As an example of an EC pathway that is known to be altered under shear stress, we analyzed the role of shear stress and endothelial heterogeneity in SMAD signaling [19]. Regarding SMAD pathway expression profiling, we demonstrated heterogeneous gene expression changes across different shear rates and different endothelial vascular types. For example, SMAD1/3/4/5 demonstrated upregulation in the static condition with relative pan-downregulation under any shear stress, while SMAD6/7/9 demonstrated significant upregulation with any shear stress (Supplementary Figure 2). Further analysis revealed that not only did shear stress affect SMAD pathway expression profiling, but that endothelial vascular type also contributed to heterogeneous expression. For example, HMVECs had high expression of SMAD1 under static conditions that decreased with shear stress, while HPAECs and HUVECs had relatively little change in SMAD1 expression under shear stress (Supplementary Figure 2). From a global perspective, the TGFβ pathway was highly upregulated under shear stress (Supplementary Figure 3).

3.6. Laminar shear stress induces angiogenic gene expression patterns

In addition to endothelial-related gene sets, which we curated manually, we also investigated whether shear stress would affect the expression of angiogenesis-related genes. By analyzing all expressed genes from the GO:BP GO:0001525 (termed “angiogenesis”) in a heatmap analysis, we determined that shear stress leads to significant alternations in the overall transcriptional landscape related to angiogenesis (Figure 5). Additionally, individual EC types demonstrated heterogeneity in their expression patterns of angiogenic genes under static and shear stress conditions (Figure 5). For example, HMVECs (pink columns in Figure 5) showed high expression of angiogenic genes (highlighted with a black box in the middle vertical portion of the heatmap), whereas HUVECs (purple columns) and HPAECs (green column) did not. While all 3 EC types were likely to downregulate these middle vertical genes under conditions of shear stress, HMVECs appeared to have the most significant downregulation. The top 10 most DEGs in HMVECs were PRKD2, ENG, HIF3A, JAM3, EPHB2, ADGRG1, NRP1, CCL2, and JAG1 (see Supplementary Table 4). As cellular proliferation/growth is an important aspect of angiogenesis, and cell cycle state has been shown to be affected by shear stress [20], we also evaluated the role of cell cycle signaling, as represented by cyclin dependent kinases, in our gene expression analysis.
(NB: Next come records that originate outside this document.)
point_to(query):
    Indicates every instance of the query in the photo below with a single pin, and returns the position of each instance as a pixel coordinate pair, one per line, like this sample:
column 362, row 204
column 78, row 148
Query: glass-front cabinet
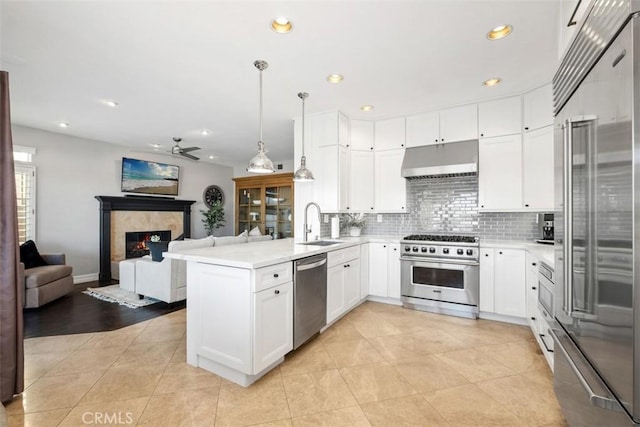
column 265, row 202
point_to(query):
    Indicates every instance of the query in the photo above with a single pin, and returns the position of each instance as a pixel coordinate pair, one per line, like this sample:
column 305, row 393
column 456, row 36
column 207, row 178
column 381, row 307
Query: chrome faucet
column 306, row 226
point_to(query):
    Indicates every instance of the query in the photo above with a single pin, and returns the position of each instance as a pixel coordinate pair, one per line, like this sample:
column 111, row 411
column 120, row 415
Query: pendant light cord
column 260, row 108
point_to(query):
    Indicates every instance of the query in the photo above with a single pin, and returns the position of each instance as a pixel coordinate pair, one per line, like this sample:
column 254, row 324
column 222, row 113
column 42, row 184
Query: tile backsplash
column 449, row 205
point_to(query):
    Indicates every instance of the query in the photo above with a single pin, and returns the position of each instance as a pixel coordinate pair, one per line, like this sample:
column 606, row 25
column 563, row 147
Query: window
column 25, row 193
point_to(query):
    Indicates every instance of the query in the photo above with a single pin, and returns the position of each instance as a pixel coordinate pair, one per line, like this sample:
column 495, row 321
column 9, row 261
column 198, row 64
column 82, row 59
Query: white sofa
column 167, row 280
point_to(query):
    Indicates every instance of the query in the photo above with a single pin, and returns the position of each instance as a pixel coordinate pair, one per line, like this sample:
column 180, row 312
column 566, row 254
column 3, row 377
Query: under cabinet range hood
column 451, row 158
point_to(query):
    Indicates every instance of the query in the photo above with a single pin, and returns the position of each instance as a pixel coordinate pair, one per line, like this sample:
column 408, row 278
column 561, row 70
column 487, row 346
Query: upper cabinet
column 362, row 135
column 389, row 134
column 452, row 124
column 330, row 128
column 538, row 108
column 500, row 117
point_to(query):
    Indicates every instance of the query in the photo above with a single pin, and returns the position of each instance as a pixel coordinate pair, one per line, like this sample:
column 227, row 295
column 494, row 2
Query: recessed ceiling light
column 492, row 82
column 499, row 32
column 335, row 78
column 281, row 25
Overall, cyclin-related protein expression patterns were largely heterogenous, although a few families demonstrated some consistency; eg, CCN family genes were downregulated at higher shear stresses, and CCNE1/2 demonstrated relative upregulation with higher shear stress (Supplementary Figure 4). Furthermore, recent transcriptional analyses demonstrated a heavy influence of cell cycle genes; however, our analyses seemed to show a decreased emphasis of cell cycle-specific upregulation as compared with the previous data. There was a lack of upregulation of hallmark G2M checkpoints, although overarching proliferative pathways, such as TGFβ and WNT pathways, were upregulated (Supplementary Figure 3).

Figure 5.

Figure 5

Heatmap of angiogenic genes. Heatmap analysis of all genes associated with the gene ontology biological process GO:0001525 (angiogenesis) as of 2024 is displayed. A list of genes can be found at https://amigo.geneontology.org/amigo/term/GO:0001525. Overall, shear stress demonstrates a significant change in the expression of angiogenic genes. Similar to earlier heatmaps, there is some heterogeneity of up/downregulation of certain genes when comparing HMVECs vs HPAECs vs HUVECs. HMVEC, human microvascular endothelial cell; HPAEC, human pulmonary arterial endothelial cell; HUVEC, human umbilical vein endothelial cell.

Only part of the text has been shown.